06-12-2020 06:13 AM
I have a range of IP's which are assigned for Internet facing servers. I had already defined all of my HOME_NET in which I also included publicly addressable internal IPs which I would like to monitor. However I had not added these external facing network ranges to the HOME_NET. I rather thought of adding them in the EXTERNAL_NET's excluded category. This ensures that, these IP's are not part of the internal network and are also not part of the external networks either. I believe it is safe to say that anything in the excluded category of EXTERNAL_NET can be called as an unprotected network.
The question is, did I configured it right?

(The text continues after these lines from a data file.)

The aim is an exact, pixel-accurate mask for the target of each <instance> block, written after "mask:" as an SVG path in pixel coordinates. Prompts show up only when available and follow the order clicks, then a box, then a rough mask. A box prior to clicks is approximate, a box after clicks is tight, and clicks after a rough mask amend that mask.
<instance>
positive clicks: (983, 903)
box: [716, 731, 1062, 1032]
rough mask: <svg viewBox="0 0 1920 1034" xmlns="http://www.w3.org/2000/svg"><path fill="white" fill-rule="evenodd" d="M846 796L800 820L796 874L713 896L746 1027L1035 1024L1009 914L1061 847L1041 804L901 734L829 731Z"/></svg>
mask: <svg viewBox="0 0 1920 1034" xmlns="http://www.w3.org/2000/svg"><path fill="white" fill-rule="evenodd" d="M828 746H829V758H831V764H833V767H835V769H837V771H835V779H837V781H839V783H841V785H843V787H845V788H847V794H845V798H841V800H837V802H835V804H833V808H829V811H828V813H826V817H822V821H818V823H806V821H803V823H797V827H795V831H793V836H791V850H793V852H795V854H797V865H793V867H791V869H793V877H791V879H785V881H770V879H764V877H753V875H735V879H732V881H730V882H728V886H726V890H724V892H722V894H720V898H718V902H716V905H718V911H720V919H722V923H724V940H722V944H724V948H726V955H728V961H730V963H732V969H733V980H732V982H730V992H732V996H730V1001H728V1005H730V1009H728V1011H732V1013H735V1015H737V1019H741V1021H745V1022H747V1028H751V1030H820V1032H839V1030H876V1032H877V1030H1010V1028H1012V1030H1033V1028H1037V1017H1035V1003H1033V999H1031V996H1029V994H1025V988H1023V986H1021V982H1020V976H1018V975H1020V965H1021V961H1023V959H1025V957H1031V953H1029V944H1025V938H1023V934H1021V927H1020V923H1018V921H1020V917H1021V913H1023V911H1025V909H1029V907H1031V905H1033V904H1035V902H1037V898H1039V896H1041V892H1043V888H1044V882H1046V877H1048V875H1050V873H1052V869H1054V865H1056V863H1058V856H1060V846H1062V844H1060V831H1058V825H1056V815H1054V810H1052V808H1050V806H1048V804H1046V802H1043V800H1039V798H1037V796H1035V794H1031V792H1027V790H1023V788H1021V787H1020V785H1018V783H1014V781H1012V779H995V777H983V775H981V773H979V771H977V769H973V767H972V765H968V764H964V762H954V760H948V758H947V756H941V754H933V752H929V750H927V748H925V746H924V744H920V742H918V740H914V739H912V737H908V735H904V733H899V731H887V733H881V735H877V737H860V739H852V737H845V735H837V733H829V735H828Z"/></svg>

If there is an attack on one of the external facing server which is open on 80 and 443, for a signature such as "alert tcp $EXTERNAL_NET any -> $HOME_NET $HTTP_PORTS" I should be triggered only when the attack reaches an IP from the HOME_NET (159.x.x.x -> 192.168.x.x). Will this cause any conflicts? Is this even the right way of defining our external facing/internet facing networks?
06-12-2020 07:11 AM
Hello,
It sounds like this is North-South traffic, in which case you will actually want to include your public facing servers in the HOME_NET so that the Snort signatures can detect inbound attacks against your servers. Basically, HOME_NET should contain everything you want to protect and EXTERNAL_NET should be viewed as where an attack might come from.
I suggest including all the subnets you own in HOME_NET and then setting the EXTERNAL_NET to exclude HOME_NET.